# Implementing a Real-Time Beamformer on an FPGA Platform

We designed a flexible QRD-based beamforming engine using Xilinx System Generator.

by Chris Dick Xilinx Chief DSP Architect Company: Xilinx chris.dick@xilinx.com

Fred Harris Professor San Diego State University fred.harris@sdsu.edu

Miroslav Pajic
Engineer
Signum Concepts
miroslav.pajic@signumconcepts.com

Dragan Vuletic Engineer Signum Concepts dragan.vuletic@signumconcepts.com

Most real-world communication systems have a mix of processing elements. For example, application programs, human/machine interface management, and higher networking protocol stack processing are best implemented on a general-purpose processor.

But for high-rate, algorithmically complex data processing – often with hard real-time deadlines – hardware resources like FPGAs are a better match. The interface between the two depends on the circumstance; the FPGA can be a pre-processor, coprocessor, post-processor, or some combination thereof. The trick is to get these heterogeneous systems to interoperate in an elegant fashion.

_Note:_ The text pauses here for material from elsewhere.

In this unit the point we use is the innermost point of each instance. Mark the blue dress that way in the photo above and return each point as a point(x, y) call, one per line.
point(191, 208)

In this article, we'll describe the development of a flexible, optimized, adaptive beamforming engine that you can easily control through software. The DSP-intensive tasks run on the FPGA, while the command and control run on an external processor. The beamforming engine is a compact QR decomposition (QRD-based circuit) with a novel construction. The interface between the engine and the host processor is implemented by the shared memory abstraction in the Xilinx® System Generator design flow.

### **MVDR Beamformer**

Adaptive beamforming is the application of adaptive filters to spatial signal processing. Time series collected from uniformly spaced array elements are weighted and summed to form a signal component from a selected direction of arrival while suppressing signal components from other directions of arrival (Figure 1). When the directions of arrival of the undesired signal components are unknown or vary with time, the filter weights must be adaptively adjusted to steer nulls to their directions. The adaptation process is performed subject to a constraint that the steering vector has unity gain in the signal direction. The steady state weights of such a beamformer form the minimum variance distortionless response (MVDR) from the array elements.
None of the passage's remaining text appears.